Isorhamnetin-3-O-galactoside Protects against CCl(4)-Induced Hepatic Injury in Mice

This study was performed to examine the hepatoprotective effect of isorhamnetin-3-O-galactoside, a flavonoid glycoside isolated from Artemisia capillaris Thunberg (Compositae), against carbon tetrachloride (CCl(4))-induced hepatic injury. Mice were treated intraperitoneally with vehicle or isorhamnetin-3-O-galactoside (50, 100, and 200 mg/kg) 30 min before and 2 h after CCl(4) (20 μl/kg) injection. Serum aminotransferase activities and hepatic level of malondialdehyde were significantly higher after CCl(4) treatment, and these increases were attenuated by isorhamnetin-3-O-galactoside. CCl(4) markedly increased serum tumor necrosis factor-α level, which was reduced by isorhamnetin-3-O-galactoside. The levels of inducible nitric oxide synthase (iNOS), cyclooxygenase- 2 (COX-2), and heme oxygenase-1 (HO-1) protein and their mRNA expression levels were significantly increased after CCl(4) injection. The levels of HO-1 protein and mRNA expression levels were augmented by isorhamnetin-3-O-galactoside, while isorhamnetin- 3-O-galactoside attenuated the increases in iNOS and COX-2 protein and mRNA expression levels.
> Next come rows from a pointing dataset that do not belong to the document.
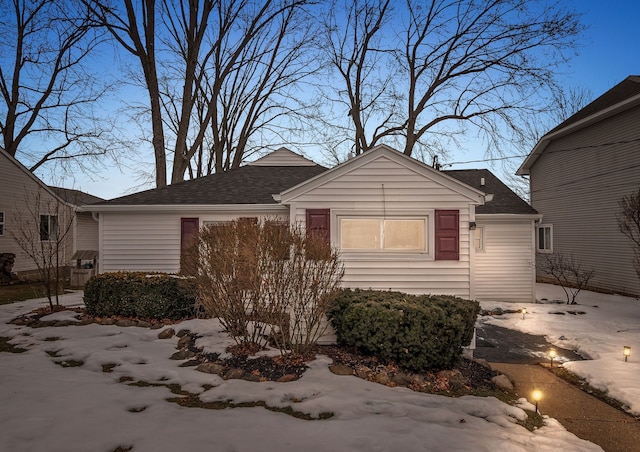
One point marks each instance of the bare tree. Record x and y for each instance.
(47, 91)
(457, 65)
(564, 103)
(629, 224)
(567, 271)
(217, 73)
(42, 230)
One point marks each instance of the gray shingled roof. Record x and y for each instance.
(256, 185)
(504, 199)
(245, 185)
(629, 87)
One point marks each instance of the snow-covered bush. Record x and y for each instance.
(416, 332)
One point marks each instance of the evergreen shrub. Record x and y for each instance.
(417, 332)
(138, 294)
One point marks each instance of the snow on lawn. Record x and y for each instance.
(599, 329)
(48, 407)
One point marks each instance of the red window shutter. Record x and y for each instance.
(189, 228)
(318, 222)
(447, 235)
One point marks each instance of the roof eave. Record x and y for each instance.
(186, 208)
(508, 216)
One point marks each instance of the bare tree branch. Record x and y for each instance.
(46, 88)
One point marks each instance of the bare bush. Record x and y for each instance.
(567, 271)
(266, 282)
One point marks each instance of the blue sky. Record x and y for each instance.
(609, 53)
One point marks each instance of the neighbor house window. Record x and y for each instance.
(544, 238)
(478, 238)
(380, 234)
(48, 227)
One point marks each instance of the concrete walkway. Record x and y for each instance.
(580, 413)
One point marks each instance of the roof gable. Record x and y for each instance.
(75, 197)
(378, 153)
(65, 195)
(249, 184)
(624, 90)
(621, 97)
(283, 157)
(505, 200)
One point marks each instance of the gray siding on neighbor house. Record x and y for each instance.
(576, 184)
(406, 192)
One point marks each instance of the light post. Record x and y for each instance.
(537, 395)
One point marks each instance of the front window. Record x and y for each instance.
(544, 239)
(379, 234)
(48, 227)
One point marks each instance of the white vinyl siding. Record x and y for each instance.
(576, 185)
(17, 188)
(86, 232)
(149, 241)
(140, 242)
(504, 270)
(384, 188)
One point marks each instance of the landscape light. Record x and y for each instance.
(537, 395)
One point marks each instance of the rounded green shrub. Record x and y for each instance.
(417, 332)
(142, 295)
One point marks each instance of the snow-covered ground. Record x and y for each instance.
(46, 407)
(600, 328)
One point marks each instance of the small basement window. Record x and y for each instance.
(544, 238)
(48, 228)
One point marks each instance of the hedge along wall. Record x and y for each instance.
(135, 294)
(417, 332)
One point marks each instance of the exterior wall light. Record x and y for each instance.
(537, 395)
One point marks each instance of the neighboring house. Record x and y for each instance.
(579, 171)
(30, 208)
(398, 223)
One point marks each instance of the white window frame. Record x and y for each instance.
(544, 247)
(52, 235)
(478, 238)
(427, 241)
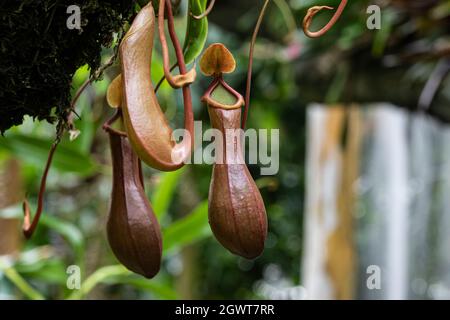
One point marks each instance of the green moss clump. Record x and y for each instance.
(39, 54)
CCl(4 )increased the level of phosphorylated c-Jun N-terminal kinase, extracellular signal-regulated kinase and p38, and isorhamnetin-3-O-galactoside reduced these increases. The nuclear translocation of nuclear factor kappa B (NF-κB), activating protein-1, and nuclear factor erythroid 2-related factor 2 (Nrf2) were signifi cantly increased after CCl(4 )administration. Isorhamnetin-3-O-galactoside attenuated the increases of NF(-κ)B and c-Jun nuclear translocation, while it augmented the nuclear level of Nrf2. These results suggest that isorhamnetin-3-O-galactoside ameliorates CCl(4)-induced hepatic damage by enhancing the anti-oxidative defense system and reducing the inflammatory signaling pathways.